Corrected Interaction Calculus for the Residual Erdős–Straus Obstruction: Weighted Snowflake Defects, Split-Zero Positivity, Niemeier Glue, and Modular Support Resolution

This note replaces the object-list presentation of the residual Erdős–Straus framework by a single interacting calculus. For a hard prime class p ≡ 289ᵏ (mod 840) and a residual shell R ≡ 3 (mod 4), the fixed-shell divisor equation is first projectively normalized, producing the invariant target −1. The missing structure is then restored by the six-sector coordinate C₆ ≅ C₃ × C₂, so that the two normalized targets are not merely an unordered pair but the weighted snowflake defect 𝔇ₖ = E_{−k, −(−1)ᵏ} + 2E_{−k, −(−1)ᵏ} ∈ ℤ[C₃ × C₂]. The coefficient 2 is forced by the two p-origins in divisors of p²a². Certificate existence is proved equivalent to positivity of the split-zero pullback count Ω_R(p) = 𝔠̃_R(a; −1) + 2𝔠̃_R(a; −p⁻¹).
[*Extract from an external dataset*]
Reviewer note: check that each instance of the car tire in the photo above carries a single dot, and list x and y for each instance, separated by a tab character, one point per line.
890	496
The target defect has full Fourier support for every k, so a persistent obstruction cannot come from target degeneracy; it can only come from bounded positive-mass failure of the signed divisor box. The champion prime p∗ = 8,803,369 realizes the strict ladder (τ, τ) → (0_ℤ, 0_ℤ) → (2, 0_ℤ) for R = 27, 43, 107. The same full-arm sign reversal is resolved by the modular critical arm 744 ↔ 747 ↔ 750: the raw A₈³ eta sheet vanishes on all three points, while Fricke and Eisenstein channels separate the negative endpoint, the supported-zero hub, and the positive endpoint. We compute the nonlinear A₈³ support resolvent, the linear lambency-six A₅⁴D₄ resolvents, and the finite transport matrices P₉→₆⁽ⁱ⁾ over 𝔽₁₀₇, including their characteristic polynomials. The note also records the exact A₅⁴D₄ glue datum of order 72 and the non-split GL₂(3) symmetry, only insofar as these objects act in the positivity calculus.